Statt dessen müssen Buchhandlungen und Bibliotheken über ihre
Kundenkarteien auskuft geben.
Naja, wen willst Du denn damit noch erschrecken? Mit sowas hättest Du in den 50ern Staatsterror verbreiten können. Heute hat jeder zweite US-Bürger Zugriff auf das Internet und braucht sicherlich keinen Leserausweis irgendwelcher Bibliotheken mehr, um sich den Bauplan einer Atombombe zu beschaffen. Aber das Problem ist doch auch, dass gerade die schwersten Verbrecher gar nicht den Anschein eines Verbrechers erwecken. Und zudem: Gesinnungsschnüffelei findest Du in jedem Land. Da spielen die USA keine Sonderrolle. Auch in Deutschland gibt es Organe, die z. B. die Verfassungstreue ihrer Staatsdiener überprüfen. Und dazu kann auch eine Überprüfung des sozialen Umfeldes gehören. Und Dein Beispiel mit den Bibliotheken ist eben auch gar nicht so sehr schlecht. Denn - mal ganz ehrlich - was würdest Du vermuten, wenn Du über einen bestimmten Leser in Erfahrung bringen kannst, dass er sich ständig Bücher über Bakterien, Viren, Gift- und Explosivstoffe ausleiht, im Berufsleben aber bei Aldi an der Kasse sitzt? Würdest Du dann nicht, wenn es in Deinem Aufgabenbereich läge, wissen wollen, warum ihn diese Themenbereiche interessieren? Wäre es meine Aufgabe, dann würde ich jenem schon etwas mehr Aufmerksamkeit schenken.
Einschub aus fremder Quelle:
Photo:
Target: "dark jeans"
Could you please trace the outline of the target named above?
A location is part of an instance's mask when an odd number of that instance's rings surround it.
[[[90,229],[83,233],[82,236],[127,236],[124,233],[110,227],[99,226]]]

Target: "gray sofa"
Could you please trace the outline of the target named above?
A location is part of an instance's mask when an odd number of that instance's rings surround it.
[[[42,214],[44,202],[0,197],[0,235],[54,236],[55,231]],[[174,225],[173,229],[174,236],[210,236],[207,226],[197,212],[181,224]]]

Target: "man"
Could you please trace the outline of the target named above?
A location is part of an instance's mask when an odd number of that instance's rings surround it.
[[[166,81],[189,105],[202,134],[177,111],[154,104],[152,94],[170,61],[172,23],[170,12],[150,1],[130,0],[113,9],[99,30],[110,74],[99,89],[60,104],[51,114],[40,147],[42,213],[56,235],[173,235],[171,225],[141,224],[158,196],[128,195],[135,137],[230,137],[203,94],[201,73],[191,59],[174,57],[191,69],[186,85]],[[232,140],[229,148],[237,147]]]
Bibliotheken sind Orte des Wissens, Wissen ist Macht. Und nicht jeder kann mit Macht umgehen und vernünftig einsetzen. Vermutlich will es auch nicht jeder…schon gar nicht jeder, der wissen will (oder wollte), wie man eine Boeing fliegt.
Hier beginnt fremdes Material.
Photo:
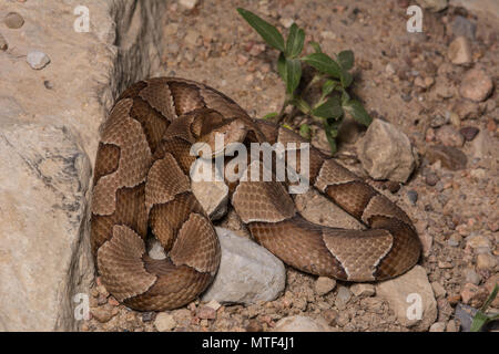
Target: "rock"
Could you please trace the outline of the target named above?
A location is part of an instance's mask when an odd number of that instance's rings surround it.
[[[352,299],[352,291],[346,287],[339,287],[338,293],[336,294],[335,305],[338,310],[345,310],[346,304]]]
[[[90,312],[92,313],[92,316],[101,323],[109,322],[118,314],[115,309],[108,306],[94,308],[91,309]]]
[[[415,206],[416,201],[418,201],[418,192],[414,189],[407,190],[407,198],[409,199],[410,204]]]
[[[440,283],[437,281],[434,281],[431,283],[431,289],[434,289],[434,293],[437,299],[444,298],[447,293],[446,290],[444,289],[444,287],[440,285]]]
[[[465,137],[451,125],[440,127],[436,137],[444,146],[461,147],[465,144]]]
[[[154,320],[154,326],[160,332],[170,332],[176,327],[176,321],[172,314],[161,312],[156,315],[156,320]]]
[[[319,320],[307,316],[289,316],[281,319],[273,330],[274,332],[328,332],[328,325]]]
[[[180,4],[187,10],[192,10],[197,4],[197,0],[180,0]]]
[[[468,158],[466,155],[461,150],[451,146],[430,146],[426,150],[426,157],[431,164],[440,160],[441,165],[450,170],[465,169],[468,164]]]
[[[9,29],[20,29],[24,24],[24,19],[17,12],[9,12],[3,19],[3,23]]]
[[[471,323],[473,322],[473,316],[477,311],[477,309],[473,309],[466,304],[457,304],[454,316],[459,320],[462,332],[469,332],[471,330]]]
[[[472,157],[485,159],[493,156],[493,140],[486,131],[480,131],[477,137],[471,142]]]
[[[43,52],[33,51],[28,53],[26,61],[30,64],[31,69],[41,70],[50,63],[50,58]]]
[[[461,300],[465,304],[479,308],[487,299],[487,291],[471,283],[466,283],[461,290]]]
[[[451,29],[455,37],[466,37],[471,41],[475,40],[477,25],[462,15],[457,15],[454,18]]]
[[[276,299],[286,282],[283,262],[265,248],[231,230],[215,229],[222,260],[215,280],[202,300],[252,304]]]
[[[465,98],[481,102],[490,95],[492,88],[492,80],[483,70],[471,69],[462,77],[459,93]]]
[[[445,332],[446,323],[445,322],[435,322],[431,324],[429,332]]]
[[[9,48],[9,44],[7,43],[7,40],[0,33],[0,51],[7,51],[8,48]]]
[[[196,199],[202,205],[211,220],[217,220],[227,212],[228,202],[228,187],[225,185],[222,174],[215,169],[216,176],[207,178],[206,175],[202,180],[203,171],[207,171],[212,166],[210,160],[198,158],[196,159],[193,169],[191,169],[191,188]]]
[[[210,306],[201,306],[196,311],[197,317],[202,320],[215,320],[216,319],[216,311],[213,308]]]
[[[488,237],[482,235],[473,235],[466,238],[466,247],[471,249],[487,249],[490,250],[491,243]]]
[[[480,129],[476,128],[473,126],[465,126],[459,131],[459,133],[461,133],[465,140],[467,140],[467,142],[471,142],[479,132],[480,132]]]
[[[364,169],[374,179],[405,183],[416,167],[415,153],[407,135],[394,125],[375,119],[357,143]]]
[[[37,124],[3,125],[0,156],[0,327],[71,327],[64,294],[83,292],[92,273],[89,250],[78,252],[89,158],[65,127]]]
[[[77,4],[0,1],[0,31],[16,43],[0,52],[0,331],[79,329],[95,271],[86,211],[99,126],[119,92],[162,73],[157,29],[170,2],[85,2],[90,35],[73,30]],[[3,25],[12,8],[29,25]],[[116,37],[126,39],[120,50]],[[33,72],[19,58],[33,49],[57,65]]]
[[[400,324],[426,331],[437,319],[437,301],[426,270],[416,266],[407,273],[376,285],[377,296],[386,299]]]
[[[497,259],[492,254],[480,253],[477,256],[477,268],[479,270],[493,271],[497,266]]]
[[[481,281],[480,275],[473,269],[465,270],[465,280],[467,283],[471,283],[473,285],[478,285]]]
[[[435,82],[435,94],[441,98],[450,98],[456,94],[456,87],[446,76],[437,76]]]
[[[322,296],[330,292],[336,287],[336,280],[327,277],[319,277],[315,281],[315,292]]]
[[[447,52],[452,64],[469,64],[471,63],[471,46],[466,37],[456,38],[450,44]]]
[[[417,0],[417,3],[431,12],[438,12],[447,9],[448,0]]]
[[[454,111],[457,113],[461,121],[464,119],[477,119],[481,115],[481,108],[478,103],[469,100],[461,100],[454,106]]]
[[[376,293],[375,287],[369,283],[357,283],[350,287],[350,291],[356,296],[373,296]]]
[[[428,186],[431,186],[431,187],[435,186],[438,183],[438,180],[439,180],[439,178],[438,178],[437,174],[435,174],[435,173],[428,173],[425,176],[425,183]]]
Wenn du wirklich dahinter kommen willst, was ein Land „sicher“
macht, dann solltest du dir mal die Gegenbenheiten in einem
„sicheren“ Land anschauen und diese mit einem weniger
„sicheren“ vergleichen. Ich denke, du wirst da andere Faktoren
feststellen, als ausgerechnet „weniger persönliche
Freiheiten“.
Um welche es aber eben es nur geht. Eine Tatsache aber ist wohl, dass sich Quantität und Qualität von Kriminaldelikten im Laufe der vergangenen Jahrzehnte drastisch verändert haben. Im Vergleich zur Vergangenheit sind Anschläge, wie z. B. die vom 11.09., einzigartig. Im Vergleich mit der Zukunft werden wir aber fürchten müssen, dass sie vermutlich eher normal bis lächerlich sind. Wie häufig hört man von Uran-Schmuggel oder irgendwelchen Firmen, die Waffen(herstellungs)technik illegal abschieben. An die Täter kommst Du aber nicht heran wie an einen Schüler, der Kaugummis klaut oder einen Schmalverdiener, der sich mit einer 0190-Abzocke was dazu verdienen will. Diese Leute haben keine Visitenkarte, auf der steht „Im-und Export von Uran, Munition und Waffenteilen aller Art seit 1990“. Da musst Du schon etwas tiefer graben.